Heart Care Info - Heart Disease Prevention & Treatment

Enhanced Cardiac PI3Kα Signaling Mitigates Arrhythmogenic Electrical Remodeling in Pathological Hypertrophy and Heart Failure

KC Yang, PY Jay... - Cardiovascular ..., 2011 - Abstract Aims: Cardiac hypertrophy and heart failure are associated with QT prolongation and lethal ventricular arrhythmias, resulting from decreased K+ current densities and impaired repolarization. Recent studies in mouse models of physiological cardiac ...

Aims: Cardiac hypertrophy and heart failure are associated with QT prolongation and lethal ventricular arrhythmias, resulting from decreased K+ current densities and impaired repolarization. Recent studies in mouse models of physiological cardiac hypertrophy revealed that increased phosphoinositide-3-kinase-α (PI3Kα) signaling results in the upregulation of K+ channels and the normalization of ventricular repolarization. The experiments here were undertaken to test the hypothesis that increased PI3Kα signaling will counteract the adverse electrophysiological remodeling associated with pathological hypertrophy and heart failure.

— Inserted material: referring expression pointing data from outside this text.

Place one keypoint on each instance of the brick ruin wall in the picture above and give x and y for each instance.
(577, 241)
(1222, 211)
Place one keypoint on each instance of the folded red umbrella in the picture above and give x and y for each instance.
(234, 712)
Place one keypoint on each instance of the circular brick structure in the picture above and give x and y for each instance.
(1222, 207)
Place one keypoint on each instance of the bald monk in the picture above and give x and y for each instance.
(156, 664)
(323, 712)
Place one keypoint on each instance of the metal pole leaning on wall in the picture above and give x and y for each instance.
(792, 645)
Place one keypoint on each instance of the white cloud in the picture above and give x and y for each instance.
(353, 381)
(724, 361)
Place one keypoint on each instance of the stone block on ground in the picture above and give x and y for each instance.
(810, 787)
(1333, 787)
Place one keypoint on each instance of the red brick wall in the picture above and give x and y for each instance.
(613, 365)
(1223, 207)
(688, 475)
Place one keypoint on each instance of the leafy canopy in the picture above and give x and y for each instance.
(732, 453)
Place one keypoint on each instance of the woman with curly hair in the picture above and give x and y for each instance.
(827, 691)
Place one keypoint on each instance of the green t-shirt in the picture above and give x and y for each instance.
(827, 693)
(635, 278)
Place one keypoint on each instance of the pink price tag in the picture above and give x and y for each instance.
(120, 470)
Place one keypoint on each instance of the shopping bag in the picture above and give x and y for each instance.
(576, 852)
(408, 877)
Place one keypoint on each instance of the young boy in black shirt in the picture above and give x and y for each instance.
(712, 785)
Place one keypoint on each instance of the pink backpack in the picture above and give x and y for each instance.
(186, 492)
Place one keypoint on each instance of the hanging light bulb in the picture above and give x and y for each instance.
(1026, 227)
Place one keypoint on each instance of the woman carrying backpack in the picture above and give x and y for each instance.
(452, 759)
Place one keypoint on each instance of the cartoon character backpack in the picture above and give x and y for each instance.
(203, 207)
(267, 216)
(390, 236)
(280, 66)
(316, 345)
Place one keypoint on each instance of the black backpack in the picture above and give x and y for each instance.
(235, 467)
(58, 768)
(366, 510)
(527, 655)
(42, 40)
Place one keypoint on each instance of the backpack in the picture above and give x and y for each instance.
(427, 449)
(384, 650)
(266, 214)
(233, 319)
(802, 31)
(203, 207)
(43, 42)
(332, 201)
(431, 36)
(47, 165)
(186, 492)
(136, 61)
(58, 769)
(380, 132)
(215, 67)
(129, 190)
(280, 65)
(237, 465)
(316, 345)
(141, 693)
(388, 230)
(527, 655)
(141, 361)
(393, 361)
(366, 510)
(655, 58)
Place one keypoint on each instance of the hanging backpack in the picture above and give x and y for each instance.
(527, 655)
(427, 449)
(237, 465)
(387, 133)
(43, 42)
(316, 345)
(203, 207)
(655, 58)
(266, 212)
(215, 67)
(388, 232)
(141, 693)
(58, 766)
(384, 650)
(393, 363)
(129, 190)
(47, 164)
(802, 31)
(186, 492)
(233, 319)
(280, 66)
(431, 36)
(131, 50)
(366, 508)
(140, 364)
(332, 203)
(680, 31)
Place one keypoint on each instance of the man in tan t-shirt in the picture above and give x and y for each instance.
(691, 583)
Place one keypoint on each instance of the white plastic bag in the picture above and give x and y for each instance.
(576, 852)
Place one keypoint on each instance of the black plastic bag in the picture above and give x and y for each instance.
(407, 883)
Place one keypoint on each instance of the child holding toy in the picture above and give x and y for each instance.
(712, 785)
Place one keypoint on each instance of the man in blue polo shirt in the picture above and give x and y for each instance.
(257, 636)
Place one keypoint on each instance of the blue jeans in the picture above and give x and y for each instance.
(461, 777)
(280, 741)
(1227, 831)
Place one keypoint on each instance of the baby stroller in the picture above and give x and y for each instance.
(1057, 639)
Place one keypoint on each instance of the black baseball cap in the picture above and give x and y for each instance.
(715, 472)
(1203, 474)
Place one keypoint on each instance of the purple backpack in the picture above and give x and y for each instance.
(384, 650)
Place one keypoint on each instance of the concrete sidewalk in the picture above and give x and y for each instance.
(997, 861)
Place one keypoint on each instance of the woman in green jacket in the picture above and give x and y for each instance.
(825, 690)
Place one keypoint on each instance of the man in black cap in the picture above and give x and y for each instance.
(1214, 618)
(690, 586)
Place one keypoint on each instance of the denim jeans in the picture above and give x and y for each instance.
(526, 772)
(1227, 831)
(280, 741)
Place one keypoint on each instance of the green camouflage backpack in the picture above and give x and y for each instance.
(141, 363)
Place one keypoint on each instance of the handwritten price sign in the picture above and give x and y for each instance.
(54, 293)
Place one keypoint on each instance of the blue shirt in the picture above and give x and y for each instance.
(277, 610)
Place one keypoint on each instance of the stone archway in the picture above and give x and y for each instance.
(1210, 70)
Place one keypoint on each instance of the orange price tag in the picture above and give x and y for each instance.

Methods and Results: In contrast to wild-type mice, left ventricular (LV) hypertrophy, induced by transverse aortic constriction (TAC), did not result in prolongation of ventricular action potentials or QT intervals in mice with cardiac-specific expression of constitutively active PI3Kα (ca PI3Kα). Indeed, repolarizing K+ currents and K+ channel subunit transcripts were increased in ca PI3Kα+TAC LV myocytes in proportion to the TAC-induced cellular hypertrophy. Congestive heart failure in a transgenic model of dilated cardiomyopathy model is accompanied by prolonged QT intervals and ventricular action potentials, reduced K+ currents and K+ channel transcripts. Increased PI3Kα signaling, but not renin-angiotensin system blockade, in this model also results in increased K+ currents and improved ventricular repolarization.

Conclusion: In the setting of pathological hypertrophy or heart failure, enhanced PI3Kα signaling results in the upregulation of K+ channel subunits, normalization of K+ current densities and preserved ventricular function. Augmentation of PI3Kα signaling, therefore, may be a useful and unique strategy to protect against the increased risk of ventricular arrhythmias and sudden death associated with cardiomyopathy.